Study & Simplicity Life Change!

When I study, I need to find a place that's comfortable, study as long as possible, then get up when it starts to become annoying and exercise! Then, go back and study, and repeat the process! I should be doing this all the time. I could make boot camp for myself. Monday could be my day when I go back to school.

I've been centering my life around exercising and I end up thinking about it and planning so much that I never get started. In order to do it more regularly, I might need to stop focusing on it so much and balance my life out-- I'm not going to need to exercise if that's all I do; I WILL need to exercise a lot if I'm studying all the time, because exercise and study perfectly balance each other in opposite ways. That's why I haven't been able to exercise-- I haven't needed it when it's ALL I ever do.

Use my time-picking post to elaborate on this, and create more study periods. Also, finish cleaning up my room so that I feel good, and exercise and carefully diet so I lose weight-- these are both things I don't need.

(parenthesis mean I picked a time)
- walking the dog
- going to bed (8 prep, 9 lockin, 10 lights out) - also pills/shower/facewash/teeth
- exercising
- piano practice 1+ hr AT LEAST ONE! for clarity.
- studying japanese
- studying the bible
- reading healthy books
- jobsearch (right now)

so far that's all--

note: exercise (and other tasks) when NECESSARY, don't exercise if you don't have time or you're busy with your LIFE! Exercising isn't something that has to be intense right away, just try and do it sometime every day. Be less scheduled about it and everything else; that's the way that would work wonders for me.

get up, clean up, study, pray.
7  - dog AM
10 - piano practice 1+ hr AT LEAST ONE! for clarity.11 - study 4 school
12 - jobsearch
17 - dog walk PM
- studying the bible
- japanese
- reading healthy books
20 - going to bed (8 prep, 9 lockin, 10 lights out) - also pills/shower/facewash/teeth

Are you awake?

I think there are two sides to what I feel when I watch TV and get stuck watching without realizing that I could quit and do something else. One side is that I really enjoy it as entertainment, it's funny, interesting, emotional, happy, sad, and those things. But I also get stuck watching because I'm not "awake" or "aware" throughout-- instead, I let my brain go somewhere else.

I could spend time trying to hold onto my brain while I watch instead; it would make me stronger with decision making and quitting when I need to instead of quitting when something forces me to or reminds me that I should.

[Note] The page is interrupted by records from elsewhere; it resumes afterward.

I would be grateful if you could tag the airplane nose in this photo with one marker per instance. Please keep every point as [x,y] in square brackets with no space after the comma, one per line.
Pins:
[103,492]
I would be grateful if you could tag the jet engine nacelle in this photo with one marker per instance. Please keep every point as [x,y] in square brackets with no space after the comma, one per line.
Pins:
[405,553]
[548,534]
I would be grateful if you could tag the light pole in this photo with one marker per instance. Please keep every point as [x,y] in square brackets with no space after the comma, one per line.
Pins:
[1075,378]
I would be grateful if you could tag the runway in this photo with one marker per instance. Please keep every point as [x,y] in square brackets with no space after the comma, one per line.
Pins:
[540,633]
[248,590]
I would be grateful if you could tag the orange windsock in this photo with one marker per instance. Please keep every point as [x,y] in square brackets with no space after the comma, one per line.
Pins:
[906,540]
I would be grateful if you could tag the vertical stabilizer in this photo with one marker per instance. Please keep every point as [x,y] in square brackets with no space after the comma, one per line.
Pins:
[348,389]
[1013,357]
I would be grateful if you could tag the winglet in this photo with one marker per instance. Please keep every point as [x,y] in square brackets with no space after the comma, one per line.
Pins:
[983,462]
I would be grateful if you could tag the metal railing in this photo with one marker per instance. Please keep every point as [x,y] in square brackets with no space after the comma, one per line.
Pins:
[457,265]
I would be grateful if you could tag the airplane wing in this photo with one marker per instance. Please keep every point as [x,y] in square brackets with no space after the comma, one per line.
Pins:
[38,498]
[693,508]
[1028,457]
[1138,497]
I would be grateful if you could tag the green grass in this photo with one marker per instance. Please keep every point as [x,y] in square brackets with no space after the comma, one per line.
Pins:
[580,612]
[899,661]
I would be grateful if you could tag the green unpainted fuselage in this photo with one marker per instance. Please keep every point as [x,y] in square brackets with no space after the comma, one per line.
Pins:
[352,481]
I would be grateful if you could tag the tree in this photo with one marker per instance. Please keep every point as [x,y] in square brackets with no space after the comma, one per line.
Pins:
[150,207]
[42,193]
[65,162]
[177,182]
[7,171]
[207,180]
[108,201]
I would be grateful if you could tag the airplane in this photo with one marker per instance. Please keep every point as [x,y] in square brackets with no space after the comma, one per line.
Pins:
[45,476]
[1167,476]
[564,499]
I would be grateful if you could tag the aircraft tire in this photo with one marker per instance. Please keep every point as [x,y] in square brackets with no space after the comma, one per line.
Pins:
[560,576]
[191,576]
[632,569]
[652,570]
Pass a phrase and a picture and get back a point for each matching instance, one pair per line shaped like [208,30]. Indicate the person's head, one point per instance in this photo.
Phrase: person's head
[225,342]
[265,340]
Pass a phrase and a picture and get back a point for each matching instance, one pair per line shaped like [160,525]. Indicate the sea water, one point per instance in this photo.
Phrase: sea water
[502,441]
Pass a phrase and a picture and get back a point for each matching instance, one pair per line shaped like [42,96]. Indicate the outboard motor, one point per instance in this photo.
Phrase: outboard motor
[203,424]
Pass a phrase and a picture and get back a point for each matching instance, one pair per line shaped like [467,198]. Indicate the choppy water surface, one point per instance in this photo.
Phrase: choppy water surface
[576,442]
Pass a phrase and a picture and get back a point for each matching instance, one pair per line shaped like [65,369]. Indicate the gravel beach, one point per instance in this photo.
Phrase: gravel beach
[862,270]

Later: wow, that was hard. I COMPLETELY forgot! haha. I'll keep trying it.

Tuesday, March 1, 2011

Exercising ideas!

When I watch movies I love the parts where people are escaping. I love running, hiding, evading-- it's a sort of power you can have-- even if you can do nothing else, you CAN run away. And it's even more interesting if you have to run because you're trying to stay alive. Someone running from vampires, or one particular person chasing someone. It makes me think of when I go out running, because running for your life must be much more intense experience-- a good workout, I mean. So I want to try pretending I'm being chased while I go running! It's such a fun idea. Of course, I can't think of it as fun or I won't feel like I'm being chased by someone or something. Hmmm... assassins definitely would be good, and I'm a princess... I'm running through the woods, dashing past trees, jumping over logs, slipping in mud, scrambling back up again, monsters biting at my heels. That's when you savor the moment, because each one may be the only one left.

I'm going to set my alarm clock for ...early? when does the sun set? I mean rise haha?... in the morning so I can get up while it's dark and work on that. Then I can go back to sleep if I feel like it. It is incredibly unlikely that I will want to by then, but it's worth a try. ;) I'll do it again at night too. I'll try and let you know if it works. I've thought of this before, but I never tried it for longer than about three seconds.